My son has gotten himself into an under-withholding situation for 2017. For many years, he claimed four exemptions on his paycheck even though he was single because he had very large deductions from mortgage, tax and rental loss expenses. He never had any penalty problems on his return because his withholding was always at least 90% of his taxes owed. In late

2016 he sold the rental property and had a large tax bill for 2016 due mainly to having to pay tax on depreciation reclaimed. But again there was no penalty because the withholding he had done in 2016 was more than the taxes he had owed in 2015.

In early 2017, a couple of months after the rental house was sold, he got married and changed his payroll withholding exemptions from single to married. But he left the exemptions alone at four because he incorrectly thought he would still have significant deductions from the mortgage and taxes on a new home and from expected medical expenses, which did not happen. At the end of 2017, he did a dummy tax run for himself and his wife filing jointly and was shocked to realize that they were going to owe the IRS around $3400 in taxes for 2017. The higher than expected amount was mainly a result of him having claimed four exemptions for most of the year and maybe partly also for the fact that he and his wife together were now in a tax bracket where some of his deductions (like mortgage insurance) weren't allowed.

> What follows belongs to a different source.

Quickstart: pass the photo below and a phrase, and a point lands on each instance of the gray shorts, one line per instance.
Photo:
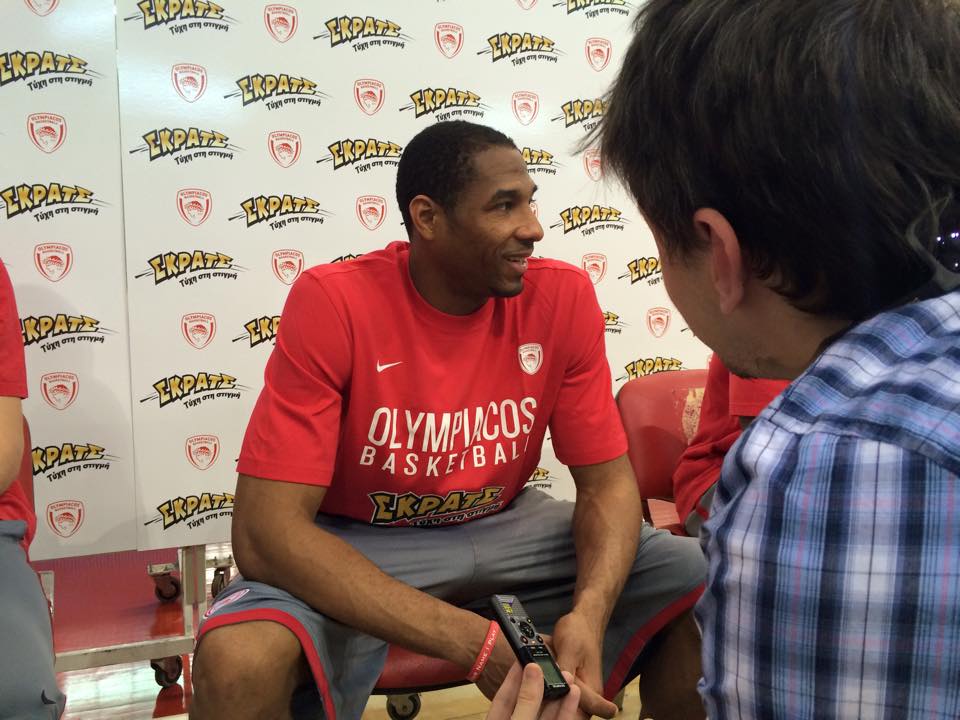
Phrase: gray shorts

He has now changed his exemptions back to married one for 2018, so their taxes for 2018 and thereafter should be ok. But for 2017, he and his wife will owe a net of $3400 and there will be a penalty because the amount they both withheld in 2017 (which totaled $17,352) was lower than their combined tax liability for 2016 (which was $24,645), which was the year he sold his rental property. Their combined withholding of $17,352 is also less than

90% of their total $20,709 tax liability for 2017.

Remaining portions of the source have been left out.